On February 14th of this year, the Ministry of Health of Kenya officially introduced the pneumococcal conjugate vaccine (PCV) – designed to protect young children from the most common cause of vaccine-preventable death - with support from GAVI and the Advanced Market Commitment (AMC), an innovative international financing mechanism making it possible for the world’s poorest countries to sustainably introduce the latest, most sophisticated pneumococcal vaccines. Kenya joined only a handful of other sub-Saharan African nations who have introduced PCV including South Africa, the Gambia and Rwanda.  The Kenyan Division of Immunization Services had been waiting for several years for this day – securing nods of approval from the Ministers of Health and Finance, expanding cold chain capacity and training immunization staff on the intricacies of administration of this new vaccine. At the official launch of PCV in Kenya, there was a well-deserved, shiny moment of pomp, congratulatory handshakes and high-minded speeches. But beyond that, the introduction happened smoothly and efficiently, without fanfare, in the hundreds of immunization clinics scattered across this vast country.
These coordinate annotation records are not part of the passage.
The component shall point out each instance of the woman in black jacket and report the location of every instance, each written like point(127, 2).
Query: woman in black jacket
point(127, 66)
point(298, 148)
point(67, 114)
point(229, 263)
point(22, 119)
The other day I went to one of those clinics at Lwak Mission Hospital, where I used to work in rural western Kenya. I like to go back to the field when I return to Kenya. The sights, sounds and smells of rural Africa reconnect me to the reasons I got into global public health in the first place. At Lwak Hospital, the benches were full of mothers waiting with their babies for their immunizations. I spoke to the male nurse who operated the clinic. He excitedly explained how the demand has been fantastic, with mothers bringing in babies even beyond the indicated age for vaccination (i.e. 6 weeks - 11 months) to inquire if they could get the “pneumonia” vaccine for their babies. He showed me the supplemental sticker that had been designed to put on the immunization card to indicate the date and dose of PCV administered. Then he reached into the cool box and brought out the two-dose vial of PCV.   Knowing something about the vaccine’s complicated history – the technological sophistication of its design, the intricacies of its financing hashed out among high-level officials in meeting rooms in Geneva, London and Rome and the politics of its licensing – the tangibility of that diminutive vial in a cheap plastic cooler in a remote African village startled me somewhat. Yet, there it was, about to be injected into the chubby thighs of the babies waiting in the queue. 

This unassuming scene, it dawned on me, held the story and the promise of a sudden upward tick for the Kenyan orb on Hans Rosling’s graphic. That rise, if the epidemiology of pneumococcal disease in Kenya goes as expected from previous experience with PCV, will be what the world will see and remember about the vaccine’s introduction in Kenya. But the unseen story, perhaps, will be a quieter one. It will hopefully be the quiet of future arrivals at the airport in Nairobi.

Dr. Daniel Feiken is the Director of Epidemiology at IVAC.